From 5a41fbddc1bfe3f5f2cbb48fdfe0b135be7816c9 Mon Sep 17 00:00:00 2001
From: lucidrains <lucidrains@gmail.com>
Date: Thu, 10 Oct 2024 19:12:45 -0700
Subject: [PATCH] fix the multi-headed qk rmsnorm scaling

---
 nGPT_pytorch/nGPT.py | 14 ++++++++------
 pyproject.toml       |  2 +-
 2 files changed, 9 insertions(+), 7 deletions(-)

diff --git a/nGPT_pytorch/nGPT.py b/nGPT_pytorch/nGPT.py
index a684c02..3a2a740 100644
--- a/nGPT_pytorch/nGPT.py
+++ b/nGPT_pytorch/nGPT.py
@@ -107,6 +107,7 @@ def __init__(
         super().__init__()
         self.linear = nn.Linear(dim, dim_out, bias = False)
 
+        self.scale = groups ** -1
         self.parametrize = parametrize
         self.l2norm = L2Norm(dim = -1 if norm_dim_in else 0, norm_eps = norm_eps, groups = groups)
 
@@ -134,7 +135,7 @@ def weight(self):
         return self.linear.weight
 
     def forward(self, x):
-        return self.linear(x)
+        return self.linear(x) * self.scale
 
 # attention
 
@@ -159,6 +160,7 @@ def __init__(
         num_hyperspheres = 1
     ):
         super().__init__()
+        self.heads = heads
         self.causal = causal
 
         NormLinear_ = partial(NormLinear, parametrize = not manual_norm_weights, norm_eps = norm_eps, groups = num_hyperspheres)
@@ -200,11 +202,6 @@ def forward(
     ):
         q, k, v = self.to_q(x), self.to_k(x), self.to_v(x)
 
-        # scaling queries and keys - this would line up with the popular use of qk rmsnorm from google deepmind and now black forest labs
-
-        q = q * self.q_scale()
-        k = k * self.k_scale()
-
         # split heads
 
         q, k, v = map(self.split_heads, (q, k, v))

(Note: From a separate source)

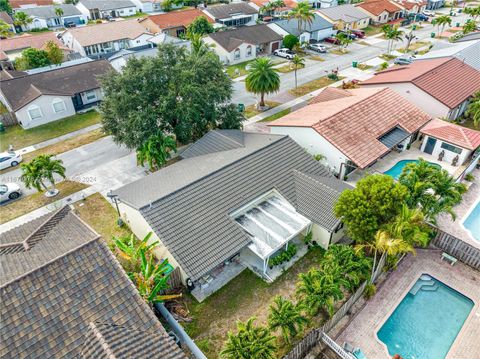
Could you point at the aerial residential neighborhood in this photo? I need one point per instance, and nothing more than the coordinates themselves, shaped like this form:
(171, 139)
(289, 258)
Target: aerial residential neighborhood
(240, 179)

@@ -214,6 +211,11 @@ def forward(
         if self.norm_qk:
             q, k = map(self.l2norm, (q, k))
 
+        # scaling queries and keys - this would line up with the popular use of qk rmsnorm from google deepmind and now black forest labs - will use multihead rmsnorm
+
+        q = q * rearrange(self.q_scale(), '(h d) -> h 1 d', h = self.heads)

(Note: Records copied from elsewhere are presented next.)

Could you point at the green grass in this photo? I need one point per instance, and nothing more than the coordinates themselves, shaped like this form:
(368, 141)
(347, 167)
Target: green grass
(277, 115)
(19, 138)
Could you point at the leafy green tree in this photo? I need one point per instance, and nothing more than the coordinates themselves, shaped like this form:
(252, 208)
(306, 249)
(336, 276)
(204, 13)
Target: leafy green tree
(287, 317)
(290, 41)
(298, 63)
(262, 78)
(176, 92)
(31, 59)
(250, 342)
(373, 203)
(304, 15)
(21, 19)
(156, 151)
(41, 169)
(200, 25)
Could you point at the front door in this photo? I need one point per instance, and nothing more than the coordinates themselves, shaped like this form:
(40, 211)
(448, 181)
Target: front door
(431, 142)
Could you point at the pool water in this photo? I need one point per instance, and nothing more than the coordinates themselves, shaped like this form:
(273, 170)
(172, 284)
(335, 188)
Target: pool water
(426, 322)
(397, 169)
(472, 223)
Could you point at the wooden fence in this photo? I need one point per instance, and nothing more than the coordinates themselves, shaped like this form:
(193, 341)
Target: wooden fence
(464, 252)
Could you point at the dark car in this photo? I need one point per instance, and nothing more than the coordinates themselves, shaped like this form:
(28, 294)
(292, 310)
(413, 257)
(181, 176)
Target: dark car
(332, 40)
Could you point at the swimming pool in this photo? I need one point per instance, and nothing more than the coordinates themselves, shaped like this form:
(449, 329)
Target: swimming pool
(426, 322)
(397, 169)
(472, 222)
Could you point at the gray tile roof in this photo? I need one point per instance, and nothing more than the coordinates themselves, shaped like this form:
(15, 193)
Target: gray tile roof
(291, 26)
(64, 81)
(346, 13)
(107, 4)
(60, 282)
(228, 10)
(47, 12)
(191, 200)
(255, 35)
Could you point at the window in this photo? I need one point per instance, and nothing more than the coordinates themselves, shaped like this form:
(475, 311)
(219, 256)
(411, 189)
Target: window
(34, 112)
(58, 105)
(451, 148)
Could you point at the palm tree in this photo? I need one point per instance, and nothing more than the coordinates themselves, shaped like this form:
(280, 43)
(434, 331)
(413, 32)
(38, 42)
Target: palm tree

+        k = k * rearrange(self.k_scale(), '(h d) -> h 1 d', h = self.heads)
+
         # rotary positions
 
         q = self.rotary_emb.rotate_queries_or_keys(q)

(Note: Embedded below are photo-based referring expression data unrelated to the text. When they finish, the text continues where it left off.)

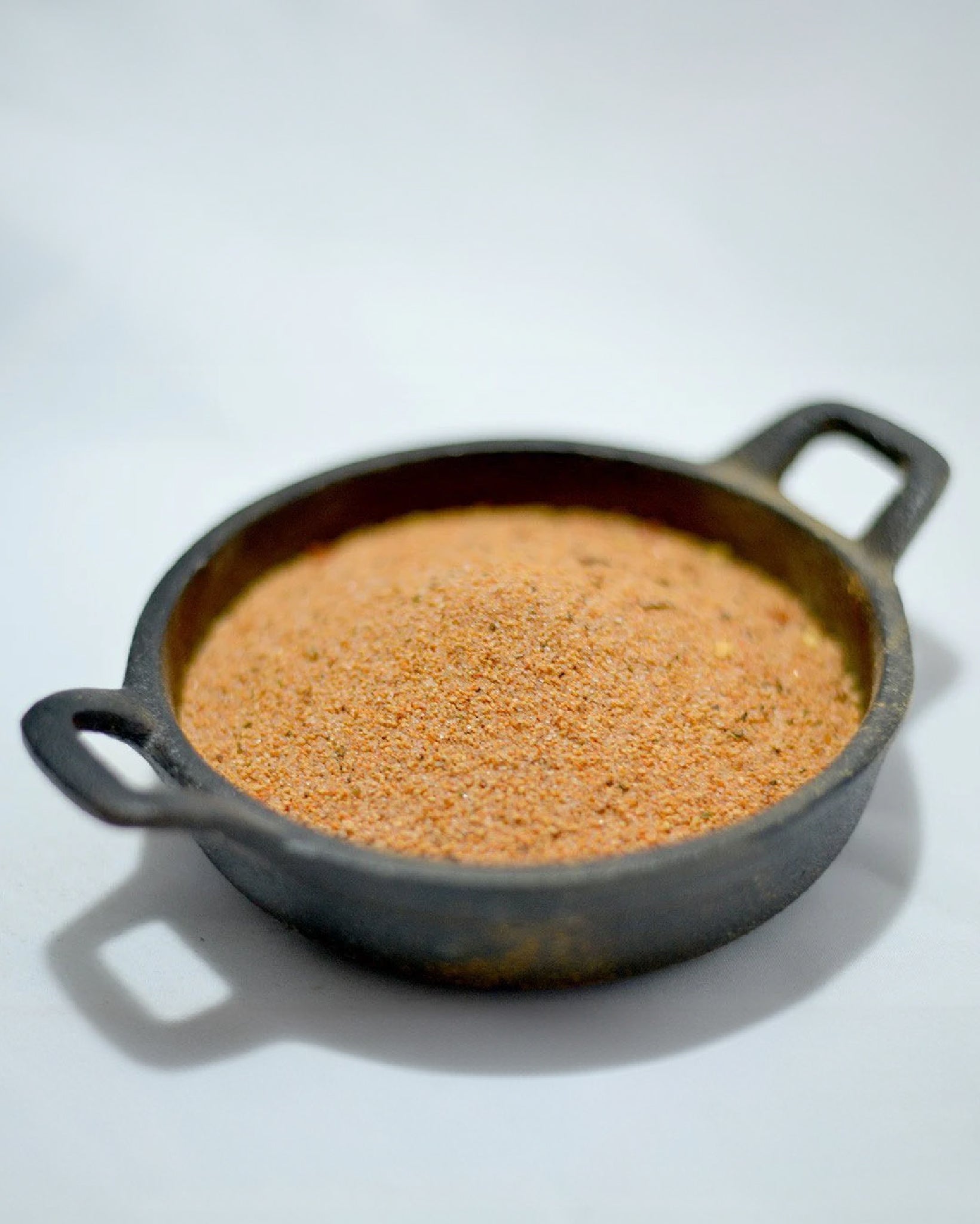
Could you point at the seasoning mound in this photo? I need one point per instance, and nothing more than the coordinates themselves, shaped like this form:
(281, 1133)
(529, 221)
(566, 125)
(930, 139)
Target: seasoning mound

diff --git a/pyproject.toml b/pyproject.toml
index f9ccb75..bcb1a3f 100644
--- a/pyproject.toml
+++ b/pyproject.toml
@@ -1,6 +1,6 @@
 [project]
 name = "nGPT-pytorch"
-version = "0.1.2"
+version = "0.1.4"
 description = "nGPT"
 authors = [
     { name = "Phil Wang", email = "lucidrains@gmail.com" }